I understand the mathematics behind Bayesian hypothesis testing, however I'm struggling to find many examples, specifically ones that apply to the problem I'm working on and was hoping to get some help here.
I'm trying to compare two solutions to a problem to help some design work. One of my solutions already exists and will be used a baseline Sb. I don't have any prior data as Sb hasn't been used to solve this particular problem before, but it has been used in similar ways. I have a new solution Sn which I want to compare to Sb to find if it performs significantly better.
My model is a simple success/fail simulation. I run Sb through the simulation a few hundred times with random seeds and get a binomial distribution of results. I then use an uninformed Beta prior, and apply Bayesian inference to get my Beta posterior, with a maximum likelihood at Lb. I then repeat this with my new design Sn, and get a likelihood of Ln.
I'm able to calculate my credible intervals, and can use the double integral to find the probability that Sn has a higher mean success rate than Sb. My question is, how do I test the hypothesis that Sn has a higher probability of success than Sb?

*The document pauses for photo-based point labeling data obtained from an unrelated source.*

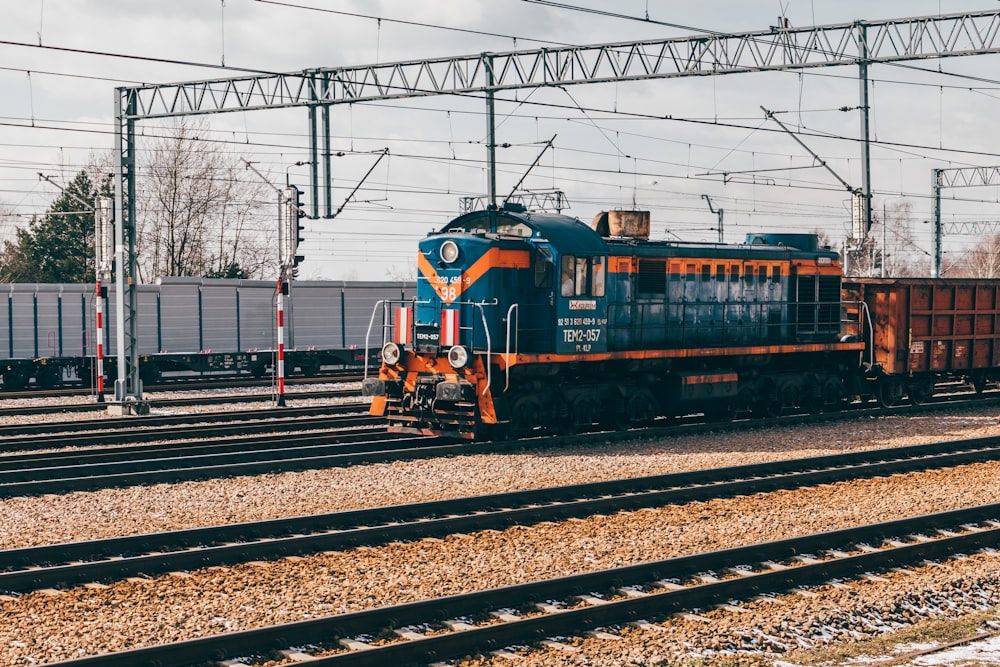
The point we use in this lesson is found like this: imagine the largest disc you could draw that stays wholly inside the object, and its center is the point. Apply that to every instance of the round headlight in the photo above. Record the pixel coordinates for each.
(390, 353)
(449, 251)
(458, 357)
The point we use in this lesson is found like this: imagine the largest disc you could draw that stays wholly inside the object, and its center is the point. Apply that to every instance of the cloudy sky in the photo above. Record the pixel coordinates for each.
(659, 145)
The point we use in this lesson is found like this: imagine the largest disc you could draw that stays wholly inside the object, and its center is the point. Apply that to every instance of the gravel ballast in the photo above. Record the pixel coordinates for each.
(43, 626)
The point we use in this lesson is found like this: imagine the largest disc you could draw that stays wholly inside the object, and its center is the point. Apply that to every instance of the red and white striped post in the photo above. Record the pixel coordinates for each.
(99, 319)
(281, 344)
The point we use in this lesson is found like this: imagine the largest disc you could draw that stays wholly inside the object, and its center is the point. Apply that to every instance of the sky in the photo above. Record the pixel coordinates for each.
(661, 145)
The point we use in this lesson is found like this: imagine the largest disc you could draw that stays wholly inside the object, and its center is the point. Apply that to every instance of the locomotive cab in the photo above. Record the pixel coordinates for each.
(492, 285)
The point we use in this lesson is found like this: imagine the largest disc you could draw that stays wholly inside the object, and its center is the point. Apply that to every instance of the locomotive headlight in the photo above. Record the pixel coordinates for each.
(458, 357)
(390, 353)
(449, 252)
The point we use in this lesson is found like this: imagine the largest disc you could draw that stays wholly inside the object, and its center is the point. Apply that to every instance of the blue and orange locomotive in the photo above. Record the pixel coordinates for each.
(526, 322)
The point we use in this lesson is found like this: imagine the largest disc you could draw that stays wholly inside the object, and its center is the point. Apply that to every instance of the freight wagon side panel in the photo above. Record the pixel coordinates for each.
(257, 316)
(359, 301)
(179, 317)
(22, 312)
(933, 325)
(148, 319)
(219, 326)
(316, 316)
(74, 320)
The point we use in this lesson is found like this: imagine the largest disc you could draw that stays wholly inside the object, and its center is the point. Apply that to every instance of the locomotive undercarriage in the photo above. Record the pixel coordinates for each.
(612, 395)
(433, 399)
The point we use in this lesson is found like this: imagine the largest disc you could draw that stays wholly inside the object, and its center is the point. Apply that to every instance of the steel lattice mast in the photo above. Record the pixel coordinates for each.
(860, 43)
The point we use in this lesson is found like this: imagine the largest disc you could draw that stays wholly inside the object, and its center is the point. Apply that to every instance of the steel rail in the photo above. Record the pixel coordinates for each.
(167, 403)
(166, 427)
(286, 458)
(83, 562)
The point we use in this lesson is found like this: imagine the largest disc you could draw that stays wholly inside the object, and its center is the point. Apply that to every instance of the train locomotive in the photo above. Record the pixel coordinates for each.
(525, 322)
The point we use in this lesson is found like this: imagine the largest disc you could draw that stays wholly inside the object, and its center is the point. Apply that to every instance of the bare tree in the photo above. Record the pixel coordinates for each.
(980, 261)
(890, 248)
(195, 209)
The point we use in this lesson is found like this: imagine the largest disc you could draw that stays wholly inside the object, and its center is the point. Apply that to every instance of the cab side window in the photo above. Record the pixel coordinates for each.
(567, 280)
(543, 268)
(597, 276)
(582, 276)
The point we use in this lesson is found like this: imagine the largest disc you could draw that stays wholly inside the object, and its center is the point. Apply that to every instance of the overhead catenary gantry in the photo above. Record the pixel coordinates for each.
(860, 43)
(959, 177)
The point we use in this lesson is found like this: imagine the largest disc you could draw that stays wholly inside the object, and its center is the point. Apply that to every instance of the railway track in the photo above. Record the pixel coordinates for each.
(282, 453)
(194, 383)
(480, 621)
(223, 456)
(165, 427)
(50, 566)
(170, 403)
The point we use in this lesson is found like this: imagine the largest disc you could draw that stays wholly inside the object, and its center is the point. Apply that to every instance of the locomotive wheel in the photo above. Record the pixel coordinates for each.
(582, 413)
(890, 392)
(833, 392)
(525, 416)
(14, 380)
(919, 392)
(47, 378)
(641, 408)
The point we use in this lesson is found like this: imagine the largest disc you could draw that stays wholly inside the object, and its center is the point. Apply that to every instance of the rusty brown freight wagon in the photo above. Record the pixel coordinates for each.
(925, 331)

I'm aware of the Bayes factor, but I'm not sure what my two models should be. My current ideas are:
- Use the probability that Sn has a higher mean success rate than Sb, and set a significance threshold. If P(Ln > Lb) > 0.95 then I can say that Sn has a greater chance of success than Sb.
- Use the maximum likelihood of Sb as my null hypothesis and the max likelihood of Sn as my alternative. This feels like the cart driving the horse though so I'm sceptical of this approach.
- Find at what level the credible intervals overlap (e.g. the credible intervals overlap for any value over 87%, so I am 87% certain that Sn will perform better than Sn).
Are any of these valid approaches, or am I way off target? I'm not a statistician by training and I've been buried in stats for the past few days so I may be overthinking my approach. Thank you in advance for any help you can give.